Families 1, 4, 5, 6, and 7 were preliminarily investigated in the U.S. (L.B.R., Miami, or E.P.H., Washington, D.C.) using three of the markers that had been previously shown to demonstrate positive linkage in Family 2 (DXS988, DXS991 and DXS1003).1 These preliminary linkage studies were completed for each family, and when linkage to this region was confirmed, families were further examined with additional markers from within this region, generating two-point LOD score data for each family (data not included). LOD score calculations for 5/6 individual families (Families 1, 2, 5, 6, 7) were added to generate two-point LOD score for each of the markers spanning the Xp11.4-Xq11.1 region (Table 3). The highest two-point LOD score was found with DXS7132 (Zmax = 4.43; θ = 0.00).

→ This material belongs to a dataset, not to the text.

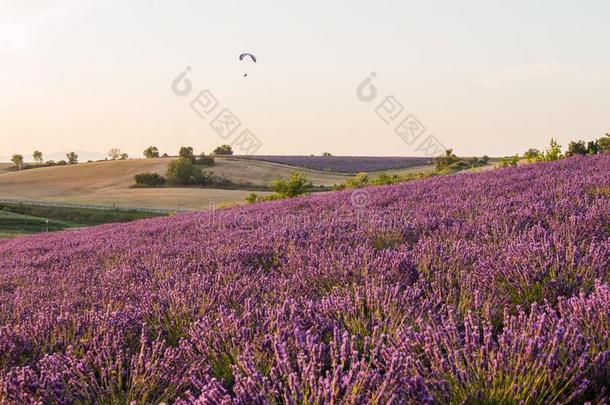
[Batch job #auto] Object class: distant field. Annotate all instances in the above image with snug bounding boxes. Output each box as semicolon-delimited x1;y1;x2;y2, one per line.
230;155;431;173
0;205;77;238
0;157;433;210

Table 3: Linkage two-point LOD score data

The combined multipoint LOD scores across the centromeric region of the X-chromosome are displayed in Table 4 and Figure 2. The overlapping multipoint linkage analyses showed significantly positive LOD scores in the region between DXS8035 (Xp11.3) and DXS1194 (Xq11.1; see Fig. 2). Families 1, 2, 5, 6 and 7, showed a maximum multipoint LOD score of 6.72 and 6.75 at DXS991 and DXS1190, respectively, representing a smaller positive LOD score interval. In addition to the families analyzed above, two of the coauthors (F.M. and F.P.) determined positive linkage to the same region (between the DMD locus (Xp22.1) and DXS983 (Xq12) in the XL-SMA family they contributed (Family 3, Table 1), while also excluding the remainder of the X-chromosome. Multipoint linkage analysis was also conducted on Family 3, which demonstrated a maximum LOD score of 2.12 at DXS1003 (θ = 0.00; Table 4). The region of the X-chromosome linked in this family is larger than that previously defined by our group,1 due to choice of DNA markers used in these studies. With the addition of the LOD score data for family 3 at DXS1003 (see Table 4) to the LOD scores of Families 1, 2, 5, 6 and 7, the cumulative maximum LOD score is at DXS1003 (Zmax = 8.71; θ = 0.00).

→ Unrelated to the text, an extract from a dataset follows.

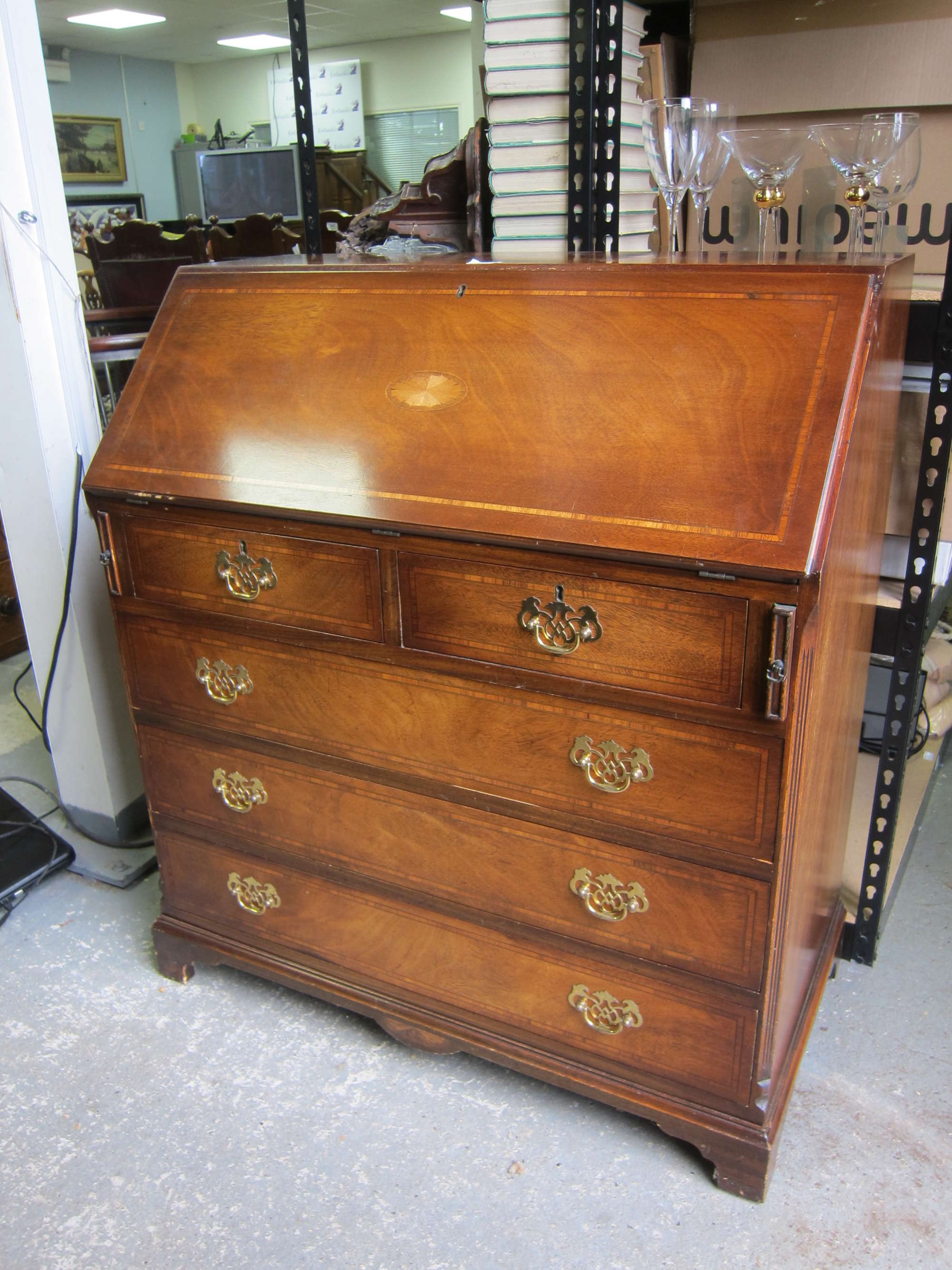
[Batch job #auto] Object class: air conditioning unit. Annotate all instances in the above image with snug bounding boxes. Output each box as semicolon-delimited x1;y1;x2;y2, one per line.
43;44;70;84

Table 4: Linkage cumulative multipoint LOD score data
Figure 2
Figure 2

Multipoint linkage analysis covering the X chromosome from Xp11.3 to Xq11.1: Four-point analyses were calculated using Allegro. Only the region defined by markers DXS8035 and DXS1194 showed positive LOD scores.

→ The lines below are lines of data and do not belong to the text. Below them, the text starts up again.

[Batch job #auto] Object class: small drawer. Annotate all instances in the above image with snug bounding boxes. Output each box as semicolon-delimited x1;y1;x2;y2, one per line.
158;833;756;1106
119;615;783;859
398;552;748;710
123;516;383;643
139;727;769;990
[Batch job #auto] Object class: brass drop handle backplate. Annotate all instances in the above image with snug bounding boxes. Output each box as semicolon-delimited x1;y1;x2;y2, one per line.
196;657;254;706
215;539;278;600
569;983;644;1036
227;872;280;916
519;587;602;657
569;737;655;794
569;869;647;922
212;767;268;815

Not included in any LOD score calculations are the results of linkage analysis completed on family 12. We are designating this family as one presently undetermined. There is some evidence that this family may represent a new mutation, however, until we have isolated the gene responsible for this disease and can conduct mutation analysis we cannot absolutely state this. The evidence of this family possibly representing a new mutation is that current haplotype data are highly suggestive of linkage to the XL-SMA region: the two affected boys share the same haplotype, and their unaffected uncle has a different haplotype. Additionally, when this family is analyzed with a mutation frequency of 1 × 10−4 for both male and female meioses there is positive linkage to this region with a LOD score of 0.5 (data not shown). We might expect that for an X-linked lethal recessive disorder (e.g. Duchenne Muscular Dystrophy) that some proportion of the cases represent new mutational events.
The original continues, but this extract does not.